Соскочив с козел, он открыл дверцу кареты, помог выйти женщине и, прерывая ее истерические вопли несвязными увещеваниями, провел ее в аптеку. Кейн сразу увидел, что оба они под мухой, что у женщины растрепаны волосы и окровавлена голова. Женщина была пышно разодета, видимо, только что с празднества: на ней сверкали драгоценности, трехцветные ленточки и банты. Ее золотистые волосы, потемневшие и слипшиеся от крови, выбивались из-под французской шляпки и тяжело падали на плечи. Кучер неуклюже поддерживал ее с бесцеремонностью, которая при этих обстоятельствах отнюдь не казалась странной. Он заговорил первым:
— Это мадам ле Блан. Понимаете? Расшибла себе голову на гулянье в Соутс-парке. Вздумала танцевать на столе и хлопнулась прямо на бутылки с шампанским. Понятно? Требуется заклеить.
— Ах, грубиян! Свинья! Нисего похож! Засем ти врешь? Я танцуй. Трюси, дураки, негодяи перевернуль столь, и я падать. Я порезать себя. О-о, мой бог, как я порезать себя!

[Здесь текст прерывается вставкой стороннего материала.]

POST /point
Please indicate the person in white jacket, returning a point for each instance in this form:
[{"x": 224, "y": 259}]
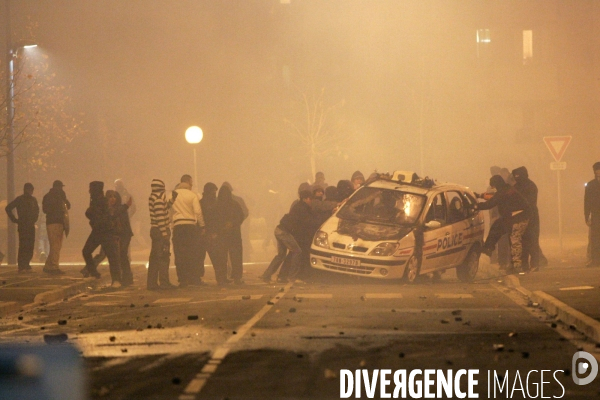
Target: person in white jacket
[{"x": 188, "y": 228}]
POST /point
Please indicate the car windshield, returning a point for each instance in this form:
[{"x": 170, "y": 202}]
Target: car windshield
[{"x": 383, "y": 206}]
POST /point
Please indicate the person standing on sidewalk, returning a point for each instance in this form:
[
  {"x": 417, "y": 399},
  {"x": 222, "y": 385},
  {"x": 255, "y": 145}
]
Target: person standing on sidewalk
[
  {"x": 55, "y": 206},
  {"x": 27, "y": 212},
  {"x": 188, "y": 226},
  {"x": 591, "y": 211},
  {"x": 160, "y": 234}
]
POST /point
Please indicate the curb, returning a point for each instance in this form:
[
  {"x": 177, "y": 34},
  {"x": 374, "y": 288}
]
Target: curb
[
  {"x": 556, "y": 308},
  {"x": 9, "y": 307},
  {"x": 567, "y": 314},
  {"x": 63, "y": 292}
]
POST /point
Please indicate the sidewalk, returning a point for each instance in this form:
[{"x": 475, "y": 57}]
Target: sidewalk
[{"x": 24, "y": 291}]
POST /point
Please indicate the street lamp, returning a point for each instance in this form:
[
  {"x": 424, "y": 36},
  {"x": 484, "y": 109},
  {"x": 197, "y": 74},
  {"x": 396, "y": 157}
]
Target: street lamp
[
  {"x": 11, "y": 242},
  {"x": 194, "y": 135}
]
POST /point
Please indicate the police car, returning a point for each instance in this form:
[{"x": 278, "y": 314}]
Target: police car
[{"x": 402, "y": 226}]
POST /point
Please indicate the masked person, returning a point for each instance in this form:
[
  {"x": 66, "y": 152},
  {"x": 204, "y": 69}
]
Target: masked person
[
  {"x": 531, "y": 241},
  {"x": 160, "y": 234},
  {"x": 55, "y": 206},
  {"x": 514, "y": 218},
  {"x": 103, "y": 233},
  {"x": 591, "y": 212},
  {"x": 188, "y": 226},
  {"x": 28, "y": 211},
  {"x": 209, "y": 243},
  {"x": 230, "y": 218}
]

Она вдруг умолкла, уронив голову на прилавок. Кейн бросился на помощь и ввел ее в маленький кабинет; растерянный, он хотел лишь одного: поскорее сбыть посетительницу с рук, передав ее под ответственность своего компаньона. Кучер, видимо, умыл руки и, считая, что больше в деле участия не принимает, с явным облегчением улыбнулся и кивнул.
— Подожду-ка я лучше на улице, — сказал он и немедленно удалился к своему экипажу.

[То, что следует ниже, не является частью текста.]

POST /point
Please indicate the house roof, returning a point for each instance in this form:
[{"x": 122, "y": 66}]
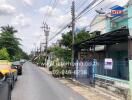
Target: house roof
[
  {"x": 116, "y": 7},
  {"x": 97, "y": 18}
]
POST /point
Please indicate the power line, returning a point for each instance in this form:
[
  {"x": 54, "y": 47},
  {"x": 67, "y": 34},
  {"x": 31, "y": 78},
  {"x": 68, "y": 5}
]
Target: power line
[
  {"x": 50, "y": 2},
  {"x": 53, "y": 6},
  {"x": 92, "y": 3}
]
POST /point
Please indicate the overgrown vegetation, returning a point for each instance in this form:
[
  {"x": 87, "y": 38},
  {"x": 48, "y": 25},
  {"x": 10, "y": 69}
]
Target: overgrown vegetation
[{"x": 10, "y": 45}]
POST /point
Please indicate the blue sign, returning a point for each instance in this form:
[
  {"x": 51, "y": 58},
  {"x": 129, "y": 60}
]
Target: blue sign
[{"x": 117, "y": 11}]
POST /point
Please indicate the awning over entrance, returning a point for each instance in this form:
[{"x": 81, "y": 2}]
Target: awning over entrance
[{"x": 113, "y": 37}]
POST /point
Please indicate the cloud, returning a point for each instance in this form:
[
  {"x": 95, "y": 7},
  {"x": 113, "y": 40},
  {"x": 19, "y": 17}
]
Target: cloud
[
  {"x": 21, "y": 21},
  {"x": 63, "y": 2},
  {"x": 50, "y": 11},
  {"x": 28, "y": 2},
  {"x": 6, "y": 9}
]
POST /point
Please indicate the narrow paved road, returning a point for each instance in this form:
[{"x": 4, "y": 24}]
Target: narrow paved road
[{"x": 34, "y": 84}]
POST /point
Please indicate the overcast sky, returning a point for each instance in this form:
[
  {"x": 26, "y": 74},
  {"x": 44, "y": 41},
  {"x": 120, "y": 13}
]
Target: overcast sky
[{"x": 27, "y": 17}]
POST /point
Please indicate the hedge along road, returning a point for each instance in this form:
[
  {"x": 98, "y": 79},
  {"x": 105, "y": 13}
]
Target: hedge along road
[{"x": 34, "y": 84}]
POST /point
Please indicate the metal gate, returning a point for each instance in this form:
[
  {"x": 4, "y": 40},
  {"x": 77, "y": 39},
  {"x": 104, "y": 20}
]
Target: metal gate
[{"x": 85, "y": 71}]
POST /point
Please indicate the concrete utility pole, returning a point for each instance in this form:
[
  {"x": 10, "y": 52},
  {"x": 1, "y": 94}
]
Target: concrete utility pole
[
  {"x": 73, "y": 30},
  {"x": 46, "y": 30}
]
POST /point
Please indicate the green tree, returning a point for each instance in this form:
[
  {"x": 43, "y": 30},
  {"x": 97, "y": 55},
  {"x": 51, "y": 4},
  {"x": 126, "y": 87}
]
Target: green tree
[
  {"x": 9, "y": 41},
  {"x": 80, "y": 36},
  {"x": 61, "y": 53},
  {"x": 4, "y": 54},
  {"x": 67, "y": 39}
]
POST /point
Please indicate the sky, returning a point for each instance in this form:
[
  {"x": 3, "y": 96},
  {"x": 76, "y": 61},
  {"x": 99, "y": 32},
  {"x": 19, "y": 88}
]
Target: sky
[{"x": 27, "y": 17}]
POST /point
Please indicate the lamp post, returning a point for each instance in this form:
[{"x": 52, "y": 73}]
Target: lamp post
[{"x": 46, "y": 30}]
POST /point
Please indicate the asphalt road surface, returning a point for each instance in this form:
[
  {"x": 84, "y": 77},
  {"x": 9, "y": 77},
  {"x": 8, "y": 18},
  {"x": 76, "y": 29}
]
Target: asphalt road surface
[{"x": 34, "y": 84}]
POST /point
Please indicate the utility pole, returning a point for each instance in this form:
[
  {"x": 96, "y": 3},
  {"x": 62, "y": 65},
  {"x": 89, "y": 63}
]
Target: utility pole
[
  {"x": 46, "y": 30},
  {"x": 73, "y": 31}
]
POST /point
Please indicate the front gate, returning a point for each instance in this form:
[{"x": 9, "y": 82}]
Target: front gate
[{"x": 85, "y": 71}]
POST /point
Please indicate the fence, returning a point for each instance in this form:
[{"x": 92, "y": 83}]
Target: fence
[{"x": 84, "y": 69}]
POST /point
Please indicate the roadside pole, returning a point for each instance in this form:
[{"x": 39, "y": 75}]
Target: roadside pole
[
  {"x": 73, "y": 34},
  {"x": 46, "y": 30},
  {"x": 130, "y": 44}
]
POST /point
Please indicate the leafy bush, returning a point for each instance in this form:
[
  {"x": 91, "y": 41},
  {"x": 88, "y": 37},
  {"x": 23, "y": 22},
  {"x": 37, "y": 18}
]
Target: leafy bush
[{"x": 4, "y": 54}]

Комическую растерянность Кейна только усиливало то, что хорошенькая пациентка противилась его помощи. Она жаловалась, что «кучер бросил ее тут», и все допытывалась у Кейна, «понимайт ли он что-нибудь в этих делах»; но потом тяжело рухнула в откидное кресло на колесиках, которое Кейн успел подкатить, рот ее приоткрылся, веки смежились, лицо стало похоже на маску клоуна — белое от обморочной бледности и белил, с красными пятнами румян и крови. Тут Кейн из-за своей осторожности снова оказался в затруднительном положении. Женщине следовало бы дать глоток коньяку из бутыли с ярлыком «Vini Galli»[26]

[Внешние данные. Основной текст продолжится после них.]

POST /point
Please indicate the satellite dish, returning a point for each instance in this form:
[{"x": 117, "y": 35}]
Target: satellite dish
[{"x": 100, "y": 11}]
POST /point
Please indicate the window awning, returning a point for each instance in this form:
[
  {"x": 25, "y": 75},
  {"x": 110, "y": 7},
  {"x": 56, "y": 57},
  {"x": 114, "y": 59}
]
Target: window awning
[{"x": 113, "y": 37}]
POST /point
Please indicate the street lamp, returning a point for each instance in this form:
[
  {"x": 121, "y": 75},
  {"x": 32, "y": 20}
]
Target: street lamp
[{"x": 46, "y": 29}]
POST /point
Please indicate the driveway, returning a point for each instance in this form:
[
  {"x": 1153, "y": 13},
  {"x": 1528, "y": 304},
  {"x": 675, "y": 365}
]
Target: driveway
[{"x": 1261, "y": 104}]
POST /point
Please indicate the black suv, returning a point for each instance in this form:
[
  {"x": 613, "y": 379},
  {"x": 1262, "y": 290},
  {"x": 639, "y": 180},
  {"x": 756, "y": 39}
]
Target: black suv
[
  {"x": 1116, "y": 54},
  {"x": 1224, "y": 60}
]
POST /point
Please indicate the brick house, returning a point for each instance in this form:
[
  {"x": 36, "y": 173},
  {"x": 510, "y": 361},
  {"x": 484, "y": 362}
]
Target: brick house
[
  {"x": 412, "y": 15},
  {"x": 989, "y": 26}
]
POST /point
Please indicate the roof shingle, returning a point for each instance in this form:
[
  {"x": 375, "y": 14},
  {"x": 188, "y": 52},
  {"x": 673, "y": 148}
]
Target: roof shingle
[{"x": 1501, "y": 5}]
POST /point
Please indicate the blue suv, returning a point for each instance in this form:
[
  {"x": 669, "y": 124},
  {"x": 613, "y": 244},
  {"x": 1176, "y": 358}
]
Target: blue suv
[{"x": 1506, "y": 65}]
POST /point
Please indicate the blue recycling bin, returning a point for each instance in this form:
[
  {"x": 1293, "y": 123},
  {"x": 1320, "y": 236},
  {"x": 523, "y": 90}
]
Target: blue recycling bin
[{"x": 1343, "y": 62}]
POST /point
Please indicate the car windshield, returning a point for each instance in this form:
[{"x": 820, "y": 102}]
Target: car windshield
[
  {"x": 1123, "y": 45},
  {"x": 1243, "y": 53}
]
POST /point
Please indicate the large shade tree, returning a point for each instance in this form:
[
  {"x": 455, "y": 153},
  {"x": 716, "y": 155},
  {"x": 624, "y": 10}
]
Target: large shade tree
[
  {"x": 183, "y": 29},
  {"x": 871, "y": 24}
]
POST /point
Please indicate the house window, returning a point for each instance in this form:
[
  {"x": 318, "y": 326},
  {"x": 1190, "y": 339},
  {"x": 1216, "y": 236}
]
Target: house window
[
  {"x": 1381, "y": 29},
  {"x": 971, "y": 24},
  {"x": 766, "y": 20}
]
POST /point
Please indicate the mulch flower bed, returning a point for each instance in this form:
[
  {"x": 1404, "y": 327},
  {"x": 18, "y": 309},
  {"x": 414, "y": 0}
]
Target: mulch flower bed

, но по неопытности он не мог определить, был ли обморок следствием потери крови или результатом опьянения. Поколебавшись, Кейн выбрал среднее, влив в побелевшие губы клиентки немного разбавленного нашатырного спирта. Она вздрогнула, забилась, закашлялась, выкрикнула какие-то французские ругательства, выбила из его руки стакан, но пришла в себя. Он губкой проворно смыл с ее головы запекшуюся кровь и извлек из рваной раны осколки стекла. От неожиданного прикосновения холодной губки, при виде крови пострадавшей овладел страх, и на несколько мгновений она притихла. Но когда Кейн счел необходимым остричь волосы вокруг раны, чтобы залепить порез пластырем, она попыталась вновь подняться и выхватить у него ножницы.— Вы истечете кровью, если не будете сидеть спокойно, — твердо и решительно сказал молодой человек.